だが、彼女が目を離した僅かの隙で黒装束は姿を消していた。
「ナンバーツーインストール!」
背後の声でファイナが振り返れば、
「コピースタート!」
天見の指輪が光る粒子を渦巻くように集め、背後から短刀を突き刺そうと迫る黒装束に向けて――キィン!
甲高い音が響き、折れた短刀の刀身が宙を舞った。
「水鏡さ~ん。今、何しようとしていましたか~? もしかして、勝手にグリューテイルさんの魔法を戦闘に使おうとしていましたか~?」
「ちょっと待て! どう考えても刀の切っ先を向けるのは俺の方じゃないだろ!」
眠そうな目をシバシバさせる燕が、手にしている刀を天見の鼻先に突きつけていた。
「暴漢の前に著作権法違反者からです~」
「ふざけんな!」
寝起きの燕が、黒装束の武器を横から飛び出して破壊したのだ。心象のファイナは少なからず燕の腕に驚嘆した。
黒装束は悔しげに舌打ちし、四人から距離を取る。
「まったくぅ、とんだ睡眠妨害ですぅ~」
ブスッと頬を膨らませて燕は天見から刀を引き、黒装束に向けて構える。
「しかしあいつ……魔法使いのくせに魔法を使わず武器でトドメを刺そうとしたぞ!」
命を狙われている天見の叫びだ。これを本気で言っているのだからいっそ感心すると、ベリメスは大きめの汗をかいた。
「不可解なことを言うな、起動」
ファイナはガジェットにチップを入れ、モザイク処理された文言の中で指を十字に重ねる。
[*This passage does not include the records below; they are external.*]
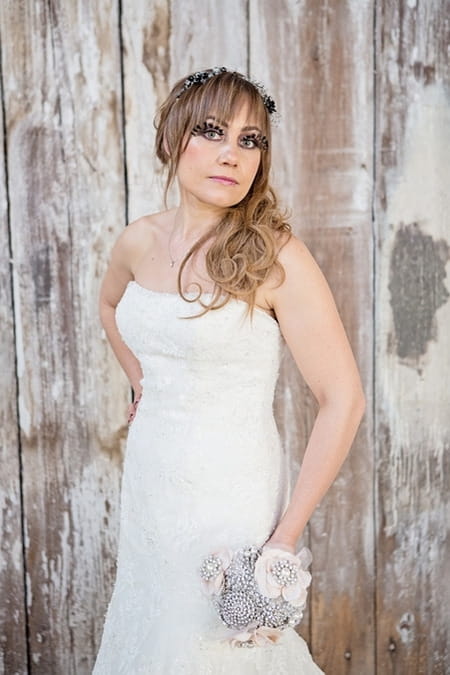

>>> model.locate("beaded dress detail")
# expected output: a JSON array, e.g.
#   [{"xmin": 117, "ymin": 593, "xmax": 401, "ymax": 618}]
[{"xmin": 93, "ymin": 281, "xmax": 322, "ymax": 675}]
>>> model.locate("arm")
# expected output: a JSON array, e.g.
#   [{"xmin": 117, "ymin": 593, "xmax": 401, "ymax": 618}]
[
  {"xmin": 267, "ymin": 237, "xmax": 365, "ymax": 552},
  {"xmin": 99, "ymin": 222, "xmax": 148, "ymax": 398}
]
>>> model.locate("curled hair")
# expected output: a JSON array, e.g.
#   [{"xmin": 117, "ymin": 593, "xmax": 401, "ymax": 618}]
[{"xmin": 155, "ymin": 71, "xmax": 291, "ymax": 318}]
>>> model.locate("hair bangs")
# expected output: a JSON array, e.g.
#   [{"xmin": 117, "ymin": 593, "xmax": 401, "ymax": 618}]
[{"xmin": 179, "ymin": 73, "xmax": 270, "ymax": 136}]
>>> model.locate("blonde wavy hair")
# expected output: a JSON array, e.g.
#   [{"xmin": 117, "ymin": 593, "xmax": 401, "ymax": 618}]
[{"xmin": 155, "ymin": 71, "xmax": 291, "ymax": 318}]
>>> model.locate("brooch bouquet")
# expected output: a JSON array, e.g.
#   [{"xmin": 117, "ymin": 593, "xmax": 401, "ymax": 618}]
[{"xmin": 200, "ymin": 546, "xmax": 312, "ymax": 647}]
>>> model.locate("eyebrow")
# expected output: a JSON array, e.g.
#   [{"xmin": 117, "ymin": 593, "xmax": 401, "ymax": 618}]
[{"xmin": 206, "ymin": 115, "xmax": 262, "ymax": 134}]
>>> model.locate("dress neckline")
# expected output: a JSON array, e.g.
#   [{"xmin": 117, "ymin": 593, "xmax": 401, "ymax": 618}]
[{"xmin": 128, "ymin": 279, "xmax": 280, "ymax": 331}]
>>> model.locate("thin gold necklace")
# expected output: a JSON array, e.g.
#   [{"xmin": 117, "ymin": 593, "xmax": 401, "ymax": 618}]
[{"xmin": 167, "ymin": 215, "xmax": 201, "ymax": 267}]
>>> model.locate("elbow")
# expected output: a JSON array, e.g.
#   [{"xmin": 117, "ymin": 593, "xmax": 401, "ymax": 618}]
[{"xmin": 352, "ymin": 387, "xmax": 366, "ymax": 423}]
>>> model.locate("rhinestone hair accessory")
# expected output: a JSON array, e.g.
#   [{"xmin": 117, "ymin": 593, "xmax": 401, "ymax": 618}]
[
  {"xmin": 199, "ymin": 546, "xmax": 312, "ymax": 647},
  {"xmin": 176, "ymin": 66, "xmax": 277, "ymax": 119}
]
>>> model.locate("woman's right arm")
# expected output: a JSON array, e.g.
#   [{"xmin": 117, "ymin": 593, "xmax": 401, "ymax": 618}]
[{"xmin": 99, "ymin": 223, "xmax": 142, "ymax": 399}]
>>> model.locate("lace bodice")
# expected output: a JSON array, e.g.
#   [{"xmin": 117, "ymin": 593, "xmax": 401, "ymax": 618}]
[{"xmin": 94, "ymin": 281, "xmax": 321, "ymax": 675}]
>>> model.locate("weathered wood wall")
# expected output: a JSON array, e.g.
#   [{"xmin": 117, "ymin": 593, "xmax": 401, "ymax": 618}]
[{"xmin": 0, "ymin": 0, "xmax": 450, "ymax": 675}]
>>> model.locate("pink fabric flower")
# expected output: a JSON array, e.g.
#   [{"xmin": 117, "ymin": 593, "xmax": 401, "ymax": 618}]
[
  {"xmin": 201, "ymin": 548, "xmax": 233, "ymax": 595},
  {"xmin": 255, "ymin": 547, "xmax": 312, "ymax": 608}
]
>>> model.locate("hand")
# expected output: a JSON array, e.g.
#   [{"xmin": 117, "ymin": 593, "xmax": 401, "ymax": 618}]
[{"xmin": 128, "ymin": 394, "xmax": 142, "ymax": 425}]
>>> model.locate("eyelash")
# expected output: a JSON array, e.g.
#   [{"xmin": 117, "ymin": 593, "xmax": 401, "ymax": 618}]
[{"xmin": 191, "ymin": 122, "xmax": 269, "ymax": 150}]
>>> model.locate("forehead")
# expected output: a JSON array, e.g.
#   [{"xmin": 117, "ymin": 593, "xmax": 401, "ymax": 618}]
[
  {"xmin": 208, "ymin": 103, "xmax": 262, "ymax": 129},
  {"xmin": 194, "ymin": 89, "xmax": 266, "ymax": 131}
]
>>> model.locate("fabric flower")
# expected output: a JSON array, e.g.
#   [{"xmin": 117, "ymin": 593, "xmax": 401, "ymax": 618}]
[
  {"xmin": 223, "ymin": 624, "xmax": 282, "ymax": 647},
  {"xmin": 255, "ymin": 547, "xmax": 312, "ymax": 607},
  {"xmin": 200, "ymin": 548, "xmax": 233, "ymax": 595}
]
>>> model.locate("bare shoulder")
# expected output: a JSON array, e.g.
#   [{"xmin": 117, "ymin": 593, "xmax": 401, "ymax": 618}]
[
  {"xmin": 265, "ymin": 233, "xmax": 326, "ymax": 307},
  {"xmin": 112, "ymin": 211, "xmax": 175, "ymax": 270}
]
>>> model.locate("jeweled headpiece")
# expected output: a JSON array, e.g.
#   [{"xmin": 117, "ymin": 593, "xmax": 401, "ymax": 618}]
[{"xmin": 176, "ymin": 66, "xmax": 277, "ymax": 115}]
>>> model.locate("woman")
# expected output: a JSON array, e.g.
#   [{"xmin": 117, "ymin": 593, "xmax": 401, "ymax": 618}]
[{"xmin": 94, "ymin": 68, "xmax": 364, "ymax": 675}]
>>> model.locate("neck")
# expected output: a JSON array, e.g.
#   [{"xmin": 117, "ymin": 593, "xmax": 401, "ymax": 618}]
[{"xmin": 173, "ymin": 194, "xmax": 224, "ymax": 241}]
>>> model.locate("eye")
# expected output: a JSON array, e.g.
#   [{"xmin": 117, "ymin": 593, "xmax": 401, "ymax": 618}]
[
  {"xmin": 240, "ymin": 134, "xmax": 269, "ymax": 150},
  {"xmin": 191, "ymin": 122, "xmax": 225, "ymax": 141}
]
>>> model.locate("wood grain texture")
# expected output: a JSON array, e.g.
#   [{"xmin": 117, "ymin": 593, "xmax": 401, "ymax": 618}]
[
  {"xmin": 0, "ymin": 0, "xmax": 127, "ymax": 675},
  {"xmin": 0, "ymin": 0, "xmax": 450, "ymax": 675},
  {"xmin": 376, "ymin": 0, "xmax": 450, "ymax": 675},
  {"xmin": 250, "ymin": 0, "xmax": 375, "ymax": 675},
  {"xmin": 121, "ymin": 0, "xmax": 170, "ymax": 221},
  {"xmin": 0, "ymin": 38, "xmax": 27, "ymax": 675}
]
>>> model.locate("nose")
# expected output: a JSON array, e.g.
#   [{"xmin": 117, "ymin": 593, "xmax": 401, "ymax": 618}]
[{"xmin": 218, "ymin": 143, "xmax": 238, "ymax": 166}]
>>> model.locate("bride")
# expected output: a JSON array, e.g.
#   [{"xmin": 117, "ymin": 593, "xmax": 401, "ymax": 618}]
[{"xmin": 93, "ymin": 68, "xmax": 364, "ymax": 675}]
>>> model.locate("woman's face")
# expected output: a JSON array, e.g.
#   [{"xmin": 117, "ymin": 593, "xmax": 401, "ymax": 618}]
[{"xmin": 177, "ymin": 105, "xmax": 267, "ymax": 208}]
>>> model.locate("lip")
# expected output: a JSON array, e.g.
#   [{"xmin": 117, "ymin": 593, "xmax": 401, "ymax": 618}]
[{"xmin": 209, "ymin": 176, "xmax": 238, "ymax": 185}]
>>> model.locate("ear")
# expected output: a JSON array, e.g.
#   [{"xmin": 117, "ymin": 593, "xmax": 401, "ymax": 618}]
[{"xmin": 163, "ymin": 134, "xmax": 170, "ymax": 159}]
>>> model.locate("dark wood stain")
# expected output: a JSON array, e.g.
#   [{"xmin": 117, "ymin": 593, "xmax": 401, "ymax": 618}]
[{"xmin": 389, "ymin": 223, "xmax": 450, "ymax": 364}]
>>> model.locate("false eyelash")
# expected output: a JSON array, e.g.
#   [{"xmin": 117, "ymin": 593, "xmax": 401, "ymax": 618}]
[
  {"xmin": 191, "ymin": 122, "xmax": 224, "ymax": 136},
  {"xmin": 243, "ymin": 134, "xmax": 269, "ymax": 150}
]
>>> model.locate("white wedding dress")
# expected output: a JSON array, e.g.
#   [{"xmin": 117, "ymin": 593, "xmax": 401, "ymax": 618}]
[{"xmin": 93, "ymin": 281, "xmax": 322, "ymax": 675}]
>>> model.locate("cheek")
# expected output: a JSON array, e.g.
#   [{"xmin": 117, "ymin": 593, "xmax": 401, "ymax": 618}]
[{"xmin": 180, "ymin": 136, "xmax": 205, "ymax": 164}]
「著作権フリー以外の魔法を使えば、ほぼ当人を特定できますぅ。魔法使いは使える魔法が著作権に登録されていますし、ガジェットに他人のチップを入れて誤魔化そうとしても刻紋が違うため発動できませんから~……ハフゥ~」
欠伸混じりに燕が教えてくれる。その間に文言を唱え終わったファイナが、
「朱雀宝門流、紅雨」
黒装束の頭上から火球の雨を降らせる。だが、黒装束はジグザグに素早く動き、全てかわす。その動きは尋常なものではなく、魔法を使っているとしか考えられない。そして、文言も発言も聞こえない所から、敵が使っているのは著作権フリーの体属性の魔法だ。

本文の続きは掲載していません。